European artists, too, struggled with how to make something beautiful out of technology that had once conjured fear. In Otto Piene’s “Light Room (Jena),” one of the “Light Ballets” he began in 1959 — rotating orbs punctured with elaborate patterns and lit from within —cast delicate, mesmerizing patterns onto the darkened walls around. Piene, a German artist who was conscripted aged 16 during World War II, saw his flickering installations as poetic appropriations of technologies developed for war — as if his dark rooms filled with moving constellations were new skies filled with pleasure instead of violence.
“A lightbulb creates an environment by its mere presence,” wrote the Canadian media theorist Marshall McLuhan, who also cautioned that “we look at the present though a rearview mirror.

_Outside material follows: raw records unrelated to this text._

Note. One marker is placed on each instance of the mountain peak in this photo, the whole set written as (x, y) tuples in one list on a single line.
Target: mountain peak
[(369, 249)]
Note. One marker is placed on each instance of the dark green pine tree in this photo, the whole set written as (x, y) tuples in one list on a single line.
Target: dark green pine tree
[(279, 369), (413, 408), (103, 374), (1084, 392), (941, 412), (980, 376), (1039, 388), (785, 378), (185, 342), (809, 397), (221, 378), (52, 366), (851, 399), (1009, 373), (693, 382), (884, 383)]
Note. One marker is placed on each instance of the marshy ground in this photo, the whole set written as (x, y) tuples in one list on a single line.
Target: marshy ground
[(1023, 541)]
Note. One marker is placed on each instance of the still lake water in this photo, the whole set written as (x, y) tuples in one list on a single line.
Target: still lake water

We march backward into the future.” With technology, as with anything human-made, the caveat for better and for worse applies, and many of the utopias imagined in the Tate show are wary ones.
Samia Halaby’s “Land” (1988) is a computer-generated “kinetic painting” that morphs across a video monitor: a neon geometric study that also sketches the changing boundaries of the occupied Palestinian territories after 1948. Suzanne Treister’s “Fictional Video Game Stills” (1991-2) offer dark, anarchic prompts to viewers: “Please enact repetition of the crime,” “Error in finding question,” or simply, “No message.” Treister’s game, which cannot be played, confronts the viewer with the idea that technology plugs us into a dark shared psyche, an unpredictable network.
Nearby, Vera Molnar’s “Transformations 1-21” (1976) hang in grid, a series of drawings of squares inside squares that proceed from order to disorder so that tidy lines become chaotic tangles. Before working with computers, Molnar devised algorithms that she painstakingly executed by hand, as though half woman, half machine.
When the source of creativity seems more machine than human, questions about authorship arise. “Anybody who has a visual idea but has no talent for drawing can use the computer and express himself in numbers or in ideas,” says the presenter in a clip from a 1968 BBC TV show about a drawing machine, playing on a monitor nearby. If a machine is executing visual commands, is it artfulness instead of art, bound to produce cheap spectacles, gimmicky effects, or (worst of all) merely to convey information?
Tate’s exhibition closes with “Liquid Views — Narcissus’ Digital Reflections” (1992) by the German duo Monika Fleischmann and Wolfgang Strauss, one of the first artworks to feature an interactive digital screen: Viewers gaze down into monitor that projects their image, rippling as though reflected in a pond, on a wall nearby. Standing and watching as visitor after visitor whipped out their cellphone, adding more screens to the mix I honestly couldn’t tell if they were missing the point or getting it, completely: Together in electric dreams.